After completing his undergraduate degree, Chen moved to Los Angeles to begin a master’s program in biostatistics at UCLA. There, he focused on coursework while refining his research interests and developing a clearer sense of direction. The program allowed him to strengthen his statistical foundations while exploring applications in neurological and neurodevelopmental conditions.

As a first-year master’s student, Chen began working on a research project centered on autism spectrum disorder. Autism affects approximately one in 36 children in the United States and presents with extraordinary heterogeneity. Individuals differ widely in communication, sensory processing, behavior, and functional needs. Despite its prevalence, there are no FDA-approved pharmacological treatments for its core symptoms to date.

Chen’s work focuses on understanding heterogeneity using objective data. He analyzes electroencephalography recordings to examine how patterns of brain activity relate to behavioral characteristics across individuals with autism. Rather than treating autism as a single condition, his approach aims to identify meaningful subgroups within the spectrum.

“Autism is not one thing,” Chen explains. “If we want precision in treatment, we need precision in understanding.”

His methodology combines semiparametric functional-on-scalar regression with functional principal component analysis. This framework allows him to model how EEG signals vary across frequency and individuals, identify structured patterns, and explore which aspects of brain activity existing behavioral measures explain and which remain unexplained.

That distinction matters. Patterns not explained by current behavioral classifications could eventually point to new biological subtypes or overlooked dimensions of neurodevelopment.

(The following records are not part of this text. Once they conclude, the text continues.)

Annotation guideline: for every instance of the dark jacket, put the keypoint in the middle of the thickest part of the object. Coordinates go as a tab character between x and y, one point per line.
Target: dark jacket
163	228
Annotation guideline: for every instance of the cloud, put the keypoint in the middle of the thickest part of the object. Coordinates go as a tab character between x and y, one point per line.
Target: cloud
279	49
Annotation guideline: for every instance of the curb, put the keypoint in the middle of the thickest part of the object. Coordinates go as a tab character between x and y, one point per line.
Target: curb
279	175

Chen works with EEG datasets that include both neural signals and behavioral assessments. These datasets pose significant challenges. Pediatric EEG recordings often contain motion artifacts and noise. Cleaning and processing them require specialized tools, computational expertise, and, sometimes, collaboration with external laboratories.

The Toffler Scholar Award plays a critical role at this stage. The funding supports Chen’s access to specialized resources, facilitates collaboration, and enables follow-up analyses when early results reveal unexplained structure.

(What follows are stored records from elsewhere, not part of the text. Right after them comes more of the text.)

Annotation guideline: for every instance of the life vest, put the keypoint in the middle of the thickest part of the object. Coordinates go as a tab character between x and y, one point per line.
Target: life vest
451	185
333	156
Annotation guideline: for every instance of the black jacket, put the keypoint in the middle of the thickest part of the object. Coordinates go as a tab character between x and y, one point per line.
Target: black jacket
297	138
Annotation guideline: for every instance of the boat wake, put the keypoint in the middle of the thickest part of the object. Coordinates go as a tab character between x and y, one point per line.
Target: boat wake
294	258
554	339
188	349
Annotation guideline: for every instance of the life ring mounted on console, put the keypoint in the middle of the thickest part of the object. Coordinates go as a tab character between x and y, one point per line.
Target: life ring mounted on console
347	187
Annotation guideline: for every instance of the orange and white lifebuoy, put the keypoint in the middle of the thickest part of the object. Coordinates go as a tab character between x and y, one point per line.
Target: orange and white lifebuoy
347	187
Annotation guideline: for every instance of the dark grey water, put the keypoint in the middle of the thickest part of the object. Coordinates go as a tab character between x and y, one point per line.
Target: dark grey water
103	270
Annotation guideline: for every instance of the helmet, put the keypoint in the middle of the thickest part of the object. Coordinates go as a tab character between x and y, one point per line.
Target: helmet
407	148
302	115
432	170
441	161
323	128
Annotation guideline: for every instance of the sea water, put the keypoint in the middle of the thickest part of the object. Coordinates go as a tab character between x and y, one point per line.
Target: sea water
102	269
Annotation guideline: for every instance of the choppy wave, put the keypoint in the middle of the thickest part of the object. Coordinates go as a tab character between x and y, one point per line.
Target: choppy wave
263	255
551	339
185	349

“This support allows me to keep going when the data gets hard,” Chen says. “It lets me ask the next question instead of stopping at the first result.”

 

Looking ahead, Chen plans to pursue a PhD in biostatistics to develop methods that better capture complexity in neurological and neurodevelopmental data, especially in conditions like autism, schizophrenia, and other brain disorders.

He sees methodological rigor as inseparable from human impact. Better statistical tools ensure that healthcare reflects diverse experiences rather than averaging them away, leading to fairer and more effective care.

For Chen, the work remains grounded in purpose. It reflects a journey shaped by empathy, persistence, and a belief that data, when handled thoughtfully, can help bridge gaps in understanding and care.

“If we want to help people,” he says, “we have to see them clearly first.”